The know-how and experience of the developers play a decisive role in DFM, as around 80% of the product costs are already determined in the development phase. The following criteria are considered:

1. material selection: Taking into account the manufacturing possibilities, designers can select materials that can be processed well and at the same time fulfill the desired properties of the product.

2. production processes: DFM takes into account the various production processes and technologies used for manufacturing. By optimizing the design of the product, unnecessary steps or complex procedures can often be avoided.

3. assembly: DFM aims to make the assembly of the product as simple as possible. This can be achieved by designing components with simple joining techniques, clear assembly instructions and the use of standardized fasteners.

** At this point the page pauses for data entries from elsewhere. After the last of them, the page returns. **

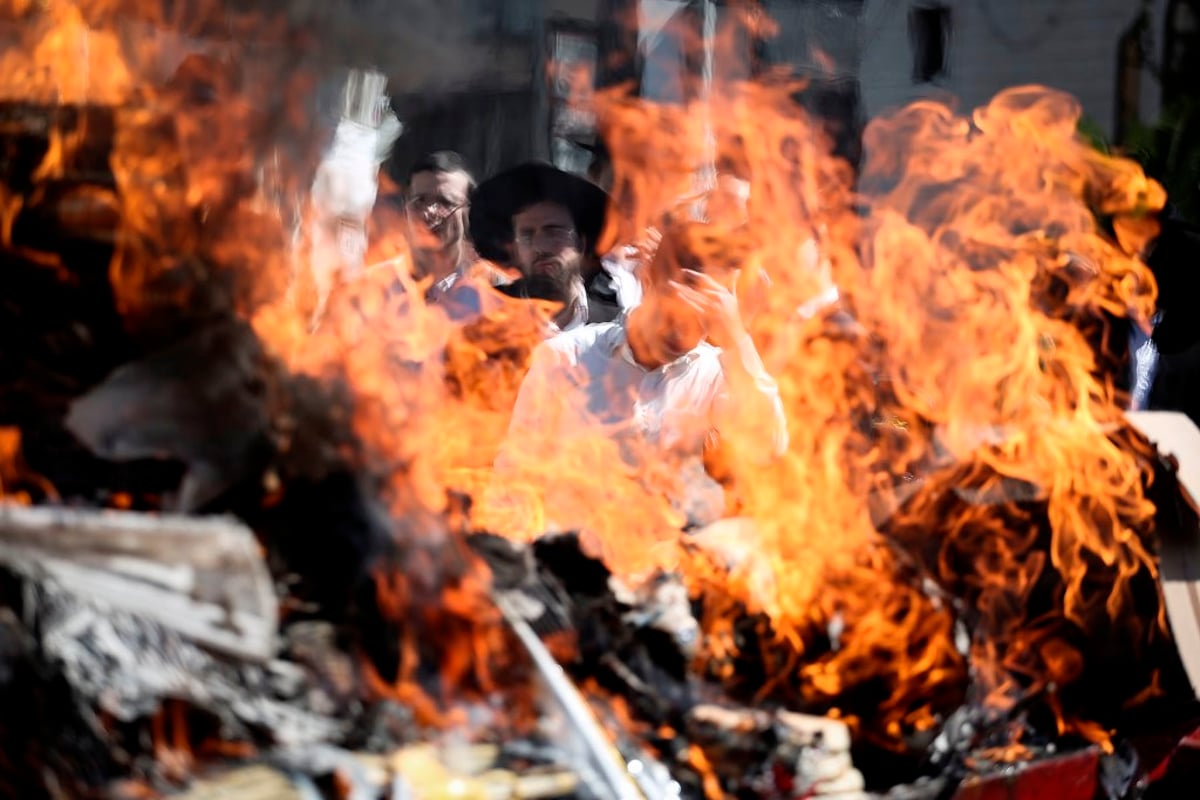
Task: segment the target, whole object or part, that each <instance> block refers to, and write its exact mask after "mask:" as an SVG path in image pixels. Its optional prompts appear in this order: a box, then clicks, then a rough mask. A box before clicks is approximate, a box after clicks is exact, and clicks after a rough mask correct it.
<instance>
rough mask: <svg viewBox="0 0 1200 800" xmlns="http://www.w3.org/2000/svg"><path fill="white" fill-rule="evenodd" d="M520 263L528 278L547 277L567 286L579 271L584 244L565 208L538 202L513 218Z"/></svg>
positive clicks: (520, 265)
mask: <svg viewBox="0 0 1200 800" xmlns="http://www.w3.org/2000/svg"><path fill="white" fill-rule="evenodd" d="M512 237H514V241H515V242H516V254H517V264H518V266H520V267H521V272H522V273H523V275H524V276H526V277H529V278H533V277H539V276H540V277H546V278H551V279H553V281H556V282H559V283H564V284H565V283H566V282H568V281H569V279H570V278H571V276H572V275H576V273H577V272H578V271H580V261H581V260H582V258H583V241H582V239H581V237H580V235H578V233H576V230H575V223H574V221H572V219H571V215H570V212H569V211H568V210H566V207H564V206H562V205H559V204H558V203H550V201H545V203H535V204H534V205H530V206H528V207H526V209H522V210H521V211H518V212H517V213H515V215H514V216H512Z"/></svg>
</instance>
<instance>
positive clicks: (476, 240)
mask: <svg viewBox="0 0 1200 800" xmlns="http://www.w3.org/2000/svg"><path fill="white" fill-rule="evenodd" d="M544 201H551V203H558V204H560V205H563V206H565V207H566V210H568V211H570V213H571V218H572V219H574V221H575V228H576V230H577V233H578V234H580V235H581V236H583V239H584V240H586V242H587V249H588V252H590V253H593V254H594V253H595V252H596V242H598V241H599V239H600V234H601V233H604V223H605V213H606V212H607V209H608V194H607V193H605V191H604V190H602V188H600V187H599V186H596V185H595V184H593V182H592V181H588V180H586V179H583V178H580V176H578V175H572V174H571V173H568V172H564V170H562V169H558V168H557V167H552V166H551V164H546V163H542V162H528V163H524V164H521V166H518V167H514V168H512V169H509V170H505V172H503V173H499V174H498V175H494V176H493V178H488V179H487V180H486V181H484V182H482V184H480V185H479V187H478V188H476V190H475V192H474V193H473V194H472V196H470V216H469V218H468V225H469V228H470V239H472V242H474V245H475V252H476V253H479V254H480V255H481V257H482V258H486V259H487V260H490V261H496V263H499V264H505V263H508V261H509V245H510V243H511V242H512V215H515V213H516V212H518V211H521V209H526V207H529V206H530V205H533V204H534V203H544Z"/></svg>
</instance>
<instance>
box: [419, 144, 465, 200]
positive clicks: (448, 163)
mask: <svg viewBox="0 0 1200 800" xmlns="http://www.w3.org/2000/svg"><path fill="white" fill-rule="evenodd" d="M416 173H462V174H463V175H466V176H467V190H468V191H469V192H474V191H475V176H474V175H472V174H470V169H469V168H468V167H467V160H466V158H463V157H462V155H461V154H457V152H455V151H454V150H437V151H434V152H431V154H428V155H426V156H421V157H420V158H418V160H416V161H415V162H414V163H413V166H412V167H409V168H408V175H406V176H404V182H406V184H412V182H413V175H415V174H416Z"/></svg>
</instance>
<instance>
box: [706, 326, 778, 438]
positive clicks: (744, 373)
mask: <svg viewBox="0 0 1200 800" xmlns="http://www.w3.org/2000/svg"><path fill="white" fill-rule="evenodd" d="M720 360H721V371H722V375H724V380H722V381H721V386H720V389H719V391H718V393H716V397H715V398H714V401H713V419H714V422H715V427H716V431H718V433H720V434H722V437H724V438H726V439H736V440H739V441H742V443H744V444H745V445H746V446H749V447H750V449H751V450H750V452H752V453H762V458H763V461H769V459H770V458H778V457H779V456H782V455H784V451H786V450H787V443H788V435H787V417H786V416H785V414H784V403H782V401H781V399H780V397H779V384H776V383H775V379H774V378H772V377H770V374H769V373H768V372H767V368H766V367H764V366H763V363H762V359H761V357H760V356H758V350H757V349H756V348H755V345H754V341H752V339H751V338H750V337H749V336H744V337H742V339H739V341H738V343H737V344H736V345H734V347H732V348H727V349H725V350H721V355H720Z"/></svg>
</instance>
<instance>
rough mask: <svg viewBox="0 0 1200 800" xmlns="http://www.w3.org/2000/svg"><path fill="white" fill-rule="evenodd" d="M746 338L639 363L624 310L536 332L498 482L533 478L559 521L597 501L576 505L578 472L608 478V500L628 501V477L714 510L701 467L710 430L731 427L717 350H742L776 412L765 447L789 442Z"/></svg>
mask: <svg viewBox="0 0 1200 800" xmlns="http://www.w3.org/2000/svg"><path fill="white" fill-rule="evenodd" d="M746 348H748V349H749V351H746ZM746 348H743V349H740V350H739V351H738V353H737V354H726V353H724V351H722V350H720V349H718V348H715V347H712V345H709V344H706V343H701V344H700V345H698V347H696V348H695V349H692V350H691V351H690V353H688V354H685V355H683V356H680V357H679V359H677V360H676V361H672V362H671V363H667V365H664V366H661V367H659V368H656V369H647V368H644V367H642V366H641V365H638V363H637V362H636V361H635V360H634V356H632V354H631V353H630V349H629V345H628V343H626V339H625V329H624V324H623V321H620V320H619V321H614V323H604V324H598V325H586V326H583V327H578V329H575V330H571V331H568V332H565V333H563V335H560V336H557V337H554V338H552V339H548V341H546V342H544V343H542V344H541V345H539V348H538V349H536V350H535V351H534V355H533V360H532V363H530V368H529V373H528V374H527V375H526V379H524V381H523V383H522V385H521V391H520V393H518V395H517V402H516V407H515V408H514V413H512V420H511V423H510V427H509V434H508V438H506V439H505V443H504V446H503V447H502V450H500V455H499V457H498V458H497V462H496V481H497V482H498V485H499V486H498V487H497V488H498V489H500V491H502V492H503V489H504V483H505V482H506V481H518V482H520V481H526V482H527V483H535V485H538V488H539V489H541V491H542V492H544V493H545V505H546V515H547V517H548V518H550V521H551V522H554V523H557V524H559V525H563V527H571V528H578V527H584V525H586V524H587V523H586V521H584V522H580V518H581V517H584V518H586V517H587V515H589V513H593V512H596V511H598V510H596V509H581V507H578V506H580V503H581V501H580V497H581V491H580V488H581V487H580V486H578V485H580V483H581V482H584V483H587V482H595V483H598V485H605V486H608V487H611V492H610V493H608V495H607V499H606V500H605V501H612V503H623V501H624V499H623V498H622V497H620V494H622V491H623V489H622V488H619V487H624V489H626V491H630V492H632V491H634V486H635V485H636V486H637V487H641V489H642V492H650V493H655V494H658V495H659V497H662V495H665V497H667V498H668V499H670V500H671V501H672V503H673V504H674V506H676V509H677V510H679V511H682V512H684V513H685V515H686V516H688V517H690V518H691V519H692V521H694V522H709V521H712V519H715V518H716V517H719V516H721V512H722V511H724V489H721V487H720V486H719V485H718V483H716V482H715V481H713V480H712V479H710V477H708V475H707V473H704V468H703V461H702V458H703V450H704V443H706V439H707V438H708V437H709V435H710V434H712V432H713V431H714V429H718V431H719V429H721V428H722V427H724V426H726V425H730V426H731V427H732V426H733V425H736V414H737V413H738V409H734V408H733V404H732V402H731V397H730V392H728V384H727V381H726V379H725V363H724V361H725V360H727V359H731V357H740V359H742V362H743V365H745V368H746V369H748V371H749V372H750V374H751V375H752V377H754V384H755V386H756V389H757V390H758V392H760V393H761V395H762V396H763V397H762V399H763V401H764V403H766V405H767V408H769V409H770V414H772V416H773V417H774V419H773V420H769V421H767V425H766V426H762V427H763V429H766V431H767V432H768V433H767V437H768V438H769V440H768V441H763V443H762V452H763V453H764V455H778V453H780V452H782V450H784V449H785V447H786V446H787V433H786V422H785V420H784V413H782V405H781V403H780V399H779V391H778V387H776V386H775V381H774V380H773V379H772V378H770V377H769V375H768V374H767V373H766V369H763V368H762V363H761V361H760V360H758V356H757V354H756V353H754V348H752V344H750V343H749V341H748V342H746ZM589 494H592V495H594V493H589ZM630 501H631V503H632V501H637V503H640V501H641V499H636V500H635V499H630ZM599 511H601V512H602V511H604V510H599ZM576 512H582V513H576Z"/></svg>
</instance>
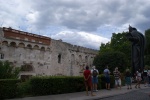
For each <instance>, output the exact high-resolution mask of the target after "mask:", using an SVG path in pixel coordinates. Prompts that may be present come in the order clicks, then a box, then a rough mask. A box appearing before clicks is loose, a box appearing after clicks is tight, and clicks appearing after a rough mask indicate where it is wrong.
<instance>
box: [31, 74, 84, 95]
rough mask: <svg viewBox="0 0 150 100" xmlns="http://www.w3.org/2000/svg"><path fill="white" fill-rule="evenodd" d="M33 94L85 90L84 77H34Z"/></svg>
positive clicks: (75, 91) (59, 93)
mask: <svg viewBox="0 0 150 100" xmlns="http://www.w3.org/2000/svg"><path fill="white" fill-rule="evenodd" d="M30 84H31V89H32V94H33V95H50V94H61V93H71V92H79V91H83V90H85V86H84V82H83V77H67V76H66V77H65V76H62V77H60V76H59V77H58V76H57V77H56V76H50V77H33V78H31V81H30Z"/></svg>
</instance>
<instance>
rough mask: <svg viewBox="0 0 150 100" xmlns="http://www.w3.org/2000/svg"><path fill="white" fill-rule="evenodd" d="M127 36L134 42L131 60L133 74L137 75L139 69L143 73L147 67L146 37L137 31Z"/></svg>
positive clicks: (133, 31) (132, 42) (133, 42)
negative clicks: (146, 64) (133, 73)
mask: <svg viewBox="0 0 150 100" xmlns="http://www.w3.org/2000/svg"><path fill="white" fill-rule="evenodd" d="M126 36H127V38H128V39H129V41H131V42H132V50H131V54H132V57H131V58H132V59H131V60H132V67H133V73H135V72H136V71H137V70H139V69H140V70H141V71H143V69H144V66H145V65H144V49H145V37H144V35H143V34H142V33H140V32H138V31H137V30H133V31H132V32H130V33H128V34H127V35H126Z"/></svg>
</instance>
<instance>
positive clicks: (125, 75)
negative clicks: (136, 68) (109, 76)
mask: <svg viewBox="0 0 150 100" xmlns="http://www.w3.org/2000/svg"><path fill="white" fill-rule="evenodd" d="M131 77H132V75H131V73H130V70H129V69H127V70H126V73H125V81H126V84H127V89H132V86H131V83H132V79H131Z"/></svg>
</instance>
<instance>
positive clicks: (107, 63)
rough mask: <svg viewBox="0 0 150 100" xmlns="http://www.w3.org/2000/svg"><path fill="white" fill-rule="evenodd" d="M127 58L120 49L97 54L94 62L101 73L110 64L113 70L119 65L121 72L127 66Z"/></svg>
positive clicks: (119, 69)
mask: <svg viewBox="0 0 150 100" xmlns="http://www.w3.org/2000/svg"><path fill="white" fill-rule="evenodd" d="M127 62H128V60H127V58H126V56H125V54H124V53H122V52H119V51H113V52H103V53H100V54H99V55H97V56H96V57H95V59H94V61H93V64H94V65H95V66H96V67H97V69H98V70H99V71H100V73H102V72H103V70H104V69H105V66H107V65H108V66H109V69H110V71H111V72H112V71H113V70H114V69H115V67H118V68H119V70H120V71H121V72H124V70H125V69H126V68H127Z"/></svg>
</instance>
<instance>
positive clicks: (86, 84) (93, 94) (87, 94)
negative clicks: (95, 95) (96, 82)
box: [83, 66, 95, 96]
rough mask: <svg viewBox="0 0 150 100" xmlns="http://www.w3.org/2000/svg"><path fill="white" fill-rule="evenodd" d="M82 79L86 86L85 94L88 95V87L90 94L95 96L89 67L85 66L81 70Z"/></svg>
mask: <svg viewBox="0 0 150 100" xmlns="http://www.w3.org/2000/svg"><path fill="white" fill-rule="evenodd" d="M83 76H84V81H85V87H86V95H87V96H88V95H89V93H88V88H90V89H91V96H95V95H94V94H93V91H92V90H93V87H92V78H91V71H90V70H89V67H88V66H86V69H85V70H84V72H83Z"/></svg>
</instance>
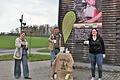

This leads to shorter lead times and lower costs.

4. error and scrap minimization: Design decisions are made in such a way that they reduce the risk of errors and rejects, e.g. by adjusting tolerances so that components fit together more easily or by changing design elements in such a way that the probability of errors during production is reduced.

5. cost optimization: The modular design of products allows identical parts to be produced, which can be manufactured in higher quantities at lower cost.

In this example of a family of 3D vision systems, two DFM elements stand out in particular:

  • The modular design: The plug connection area and the opposite laser output are identical for different sizes. The production of identical parts reduces costs.
  • A hybrid housing concept: The larger housing part of the product is a cut-to-length extruded profile, which significantly reduces the overall processing time. The lens attachment is designed as a milled part.

Thinking from the end. This is what DFM and Circular Design have in common...

Making manufacturing issues the starting point for product development has parallels with another trend that is increasingly influencing all product designs today and also has its origins in the 1970s. In 1972, the Club of Rome published its first report "The Limits to Growth". Many forecasts, e.g. about the scarcity of metals or fossil fuels, initially proved to be premature, as they were more than offset by the development of new deposits. But awareness of the finite nature of resources was awakened. And the images of the blue planet Earth from the Apollo program with its wafer-thin atmospheric shell changed the attitude from "everything can be solved technologically" to a view of natural processes that are characterized by the fact that they function as permanently closed cycles.

The need for permanently closed cycles was summarized in a book by W. McDonough and M. Braungart in 2002 (see graphic) and significantly promoted by the activities of the Allen Mac Arthur Foundation from 2012 onwards. It has now become a guiding principle of European policy.

Source: William McDonough, Michael Braungart: Cradle to cradle : remaking the way we make things.
(Wikimedia: Felix Müller 2022)

In medical design, we are still at the very beginning of this development. Due to hygiene requirements, single-use products are very common. However, reusable alternatives for complex medical instruments are also becoming increasingly common. The remanufacturing of medical instruments is no longer just a phenomenon in emerging countries, but is also increasingly being practiced in developed economies. Hybrid concepts are becoming more and more popular, in which the technical components are reused hundreds of times and single-use only applies to those components that come into direct contact with the operating theater and therefore have to be sterile. Here, too, there are approaches for taking back and recycling these components in an organized manner.

It is clear that the circular economy will also become a defining factor in medical design. It is interesting to note that many DFM tactics also correspond to the goals of circular design. This means that we can kill two birds with one stone if we want to optimize production using DFM. User-centered design gives us the reason and motivation to develop the right product and DFM paired with Circular Design ensures that we develop it right. Circular Design, Design for Manufacturing and usability engineering in a professional development process is becoming a core competence for Next Gen Medical Design.